By Catherine N. Pillas
The Department of Trade and Industry (DTI) said it could make a “definite” decision on joining the 12-member Trans-Pacific Partnership (TPP) agreement in two years, as it started reviewing independent studies on the pros and cons of joining the trade bloc.
But, until then, Trade Secretary Adrian S. Cristobal Jr. said, the DTI will continue to conduct a series of consultations with TPP members to determine if the trade pact will be beneficial to the Philippines.
Cristobal said Manila has conducted technical consultations with Malaysia, the United States, New Zealand, Australia, Mexico and Canada last year. The DTI is set to meet with remaining members of the TPP this year.
To complement bilateral technical consultations, various government agencies are conducting their own internal studies to determine if the Philippines will benefit from the trade pact, whose members account for 40 percent of the global economy.
The Tariff Commission is among the agencies now initiating an internal study, Tariff Commission Director Ma. Lourdes M. Saluta said in an earlier interview. While the text of the TPP has been released in January, the road to the agreement’s entry into force is not foreseen in the immediate future, particularly for countries seeking membership in it.
“All these 12 [countries] need to go through their own domestic processes: the US still has to pass it through its Congress before it enters into force, so it’s another year-and-a-half to two years. By that time, definitely, we should have a decision if we are joining or not,” Cristobal said.

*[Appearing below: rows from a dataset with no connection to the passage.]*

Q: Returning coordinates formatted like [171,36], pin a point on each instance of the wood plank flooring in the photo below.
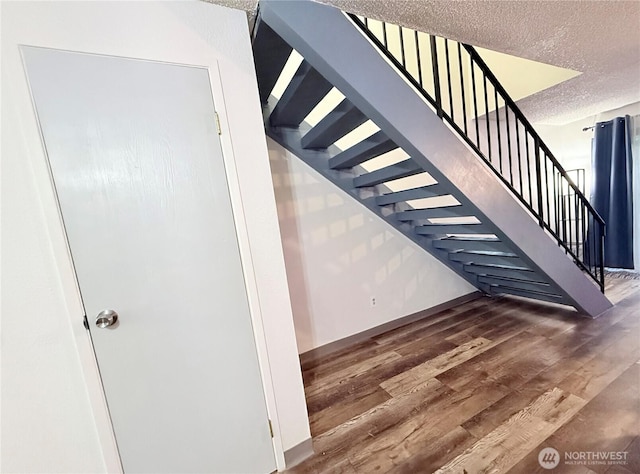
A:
[481,388]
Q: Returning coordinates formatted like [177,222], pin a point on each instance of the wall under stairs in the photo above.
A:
[500,233]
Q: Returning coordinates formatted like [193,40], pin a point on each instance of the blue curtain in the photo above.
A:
[611,191]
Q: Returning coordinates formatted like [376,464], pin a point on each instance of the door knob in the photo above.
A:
[106,318]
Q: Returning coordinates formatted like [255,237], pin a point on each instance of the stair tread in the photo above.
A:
[488,252]
[527,293]
[344,118]
[489,267]
[422,192]
[467,229]
[434,212]
[372,146]
[304,92]
[270,53]
[388,173]
[506,280]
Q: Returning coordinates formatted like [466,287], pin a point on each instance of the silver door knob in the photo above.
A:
[106,318]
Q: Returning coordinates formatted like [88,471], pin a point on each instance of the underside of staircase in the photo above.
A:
[412,171]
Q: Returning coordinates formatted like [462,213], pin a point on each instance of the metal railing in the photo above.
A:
[459,85]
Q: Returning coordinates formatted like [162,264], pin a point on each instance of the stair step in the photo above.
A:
[487,258]
[491,245]
[303,93]
[498,290]
[375,145]
[435,229]
[432,213]
[335,125]
[399,170]
[270,53]
[502,271]
[410,194]
[516,284]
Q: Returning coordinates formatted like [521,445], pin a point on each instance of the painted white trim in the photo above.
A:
[39,163]
[246,258]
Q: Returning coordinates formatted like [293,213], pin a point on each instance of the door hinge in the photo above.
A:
[218,127]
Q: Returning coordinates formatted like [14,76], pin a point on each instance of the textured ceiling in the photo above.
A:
[601,39]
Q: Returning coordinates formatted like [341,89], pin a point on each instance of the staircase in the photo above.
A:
[475,195]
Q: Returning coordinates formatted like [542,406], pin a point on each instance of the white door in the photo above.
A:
[139,173]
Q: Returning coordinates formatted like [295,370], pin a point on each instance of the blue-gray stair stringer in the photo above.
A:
[518,257]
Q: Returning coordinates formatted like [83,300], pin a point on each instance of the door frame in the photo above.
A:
[40,167]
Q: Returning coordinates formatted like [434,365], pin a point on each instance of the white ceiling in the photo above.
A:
[601,39]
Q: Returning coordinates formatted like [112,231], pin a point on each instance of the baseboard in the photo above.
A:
[322,351]
[298,453]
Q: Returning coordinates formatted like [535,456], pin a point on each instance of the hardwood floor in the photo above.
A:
[483,387]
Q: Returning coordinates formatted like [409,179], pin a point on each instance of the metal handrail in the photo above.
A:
[584,243]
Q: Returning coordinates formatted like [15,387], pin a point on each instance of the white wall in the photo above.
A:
[339,255]
[53,416]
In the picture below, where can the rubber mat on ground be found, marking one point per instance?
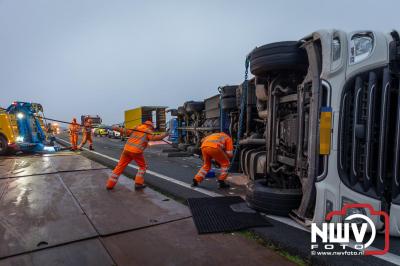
(223, 214)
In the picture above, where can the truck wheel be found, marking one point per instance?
(228, 91)
(228, 103)
(272, 200)
(3, 145)
(174, 112)
(278, 56)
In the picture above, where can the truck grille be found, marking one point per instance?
(369, 134)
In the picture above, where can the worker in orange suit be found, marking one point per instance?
(73, 134)
(133, 150)
(87, 134)
(217, 146)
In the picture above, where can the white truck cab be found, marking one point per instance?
(333, 125)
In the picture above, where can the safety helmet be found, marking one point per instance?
(149, 123)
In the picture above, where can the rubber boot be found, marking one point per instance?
(222, 184)
(139, 186)
(110, 184)
(195, 183)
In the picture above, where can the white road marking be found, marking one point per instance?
(164, 177)
(390, 257)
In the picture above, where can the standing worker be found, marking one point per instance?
(133, 150)
(217, 146)
(87, 134)
(73, 134)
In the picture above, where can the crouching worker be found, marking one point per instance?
(87, 134)
(73, 134)
(217, 146)
(133, 150)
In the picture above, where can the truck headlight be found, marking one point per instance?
(361, 45)
(352, 211)
(336, 49)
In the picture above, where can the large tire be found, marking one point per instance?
(194, 107)
(3, 145)
(272, 200)
(278, 56)
(228, 103)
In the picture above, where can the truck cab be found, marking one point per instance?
(8, 132)
(332, 126)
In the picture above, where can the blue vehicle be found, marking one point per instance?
(31, 136)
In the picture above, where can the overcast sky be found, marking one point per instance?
(105, 56)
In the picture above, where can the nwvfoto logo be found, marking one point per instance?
(332, 234)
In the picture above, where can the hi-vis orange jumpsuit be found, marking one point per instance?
(133, 150)
(217, 146)
(87, 134)
(73, 134)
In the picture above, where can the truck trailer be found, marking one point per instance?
(139, 115)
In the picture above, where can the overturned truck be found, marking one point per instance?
(332, 126)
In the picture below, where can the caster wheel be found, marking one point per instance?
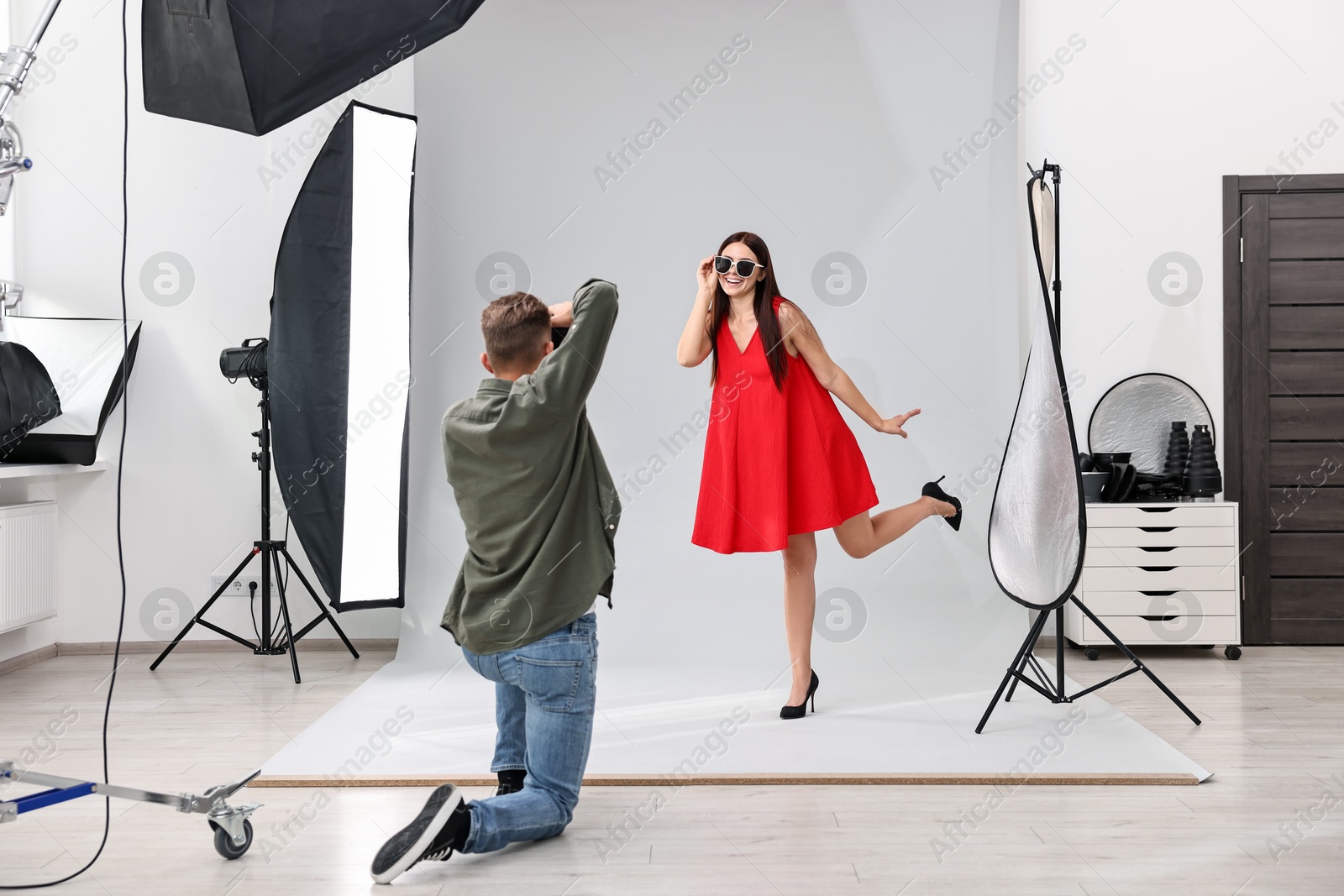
(225, 844)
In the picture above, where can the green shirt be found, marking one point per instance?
(537, 499)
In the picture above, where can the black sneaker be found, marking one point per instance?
(440, 829)
(511, 781)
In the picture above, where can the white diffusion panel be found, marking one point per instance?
(380, 352)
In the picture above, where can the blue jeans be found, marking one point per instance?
(544, 698)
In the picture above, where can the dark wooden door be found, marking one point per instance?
(1285, 379)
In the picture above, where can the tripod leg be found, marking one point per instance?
(1137, 661)
(1021, 668)
(201, 613)
(322, 606)
(1010, 676)
(284, 611)
(1059, 651)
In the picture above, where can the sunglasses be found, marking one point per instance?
(745, 268)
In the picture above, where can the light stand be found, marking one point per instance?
(1054, 691)
(272, 551)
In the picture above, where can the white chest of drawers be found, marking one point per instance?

An accession protocol for new members will also have to be drawn up, and the Philippines will still need to undergo bilateral discussions with each of the 12 members in negotiating the schedule of tariff reductions, should it decide to join the agreement.
While the commitments, which may entail review of the Philippines’s foreign-equity restrictions are tough, the risks in not joining are substantial: the country is in danger of losing its market share to its two largest trading partners, the US and Japan, given that its close competitors (Malaysia and Vietnam) are already included in the TPP.
“In fact, now, there are garment makers already making decisions in the US that since Vietnam is with TPP, they may go out of the Philippines to transfer,” Cristobal noted.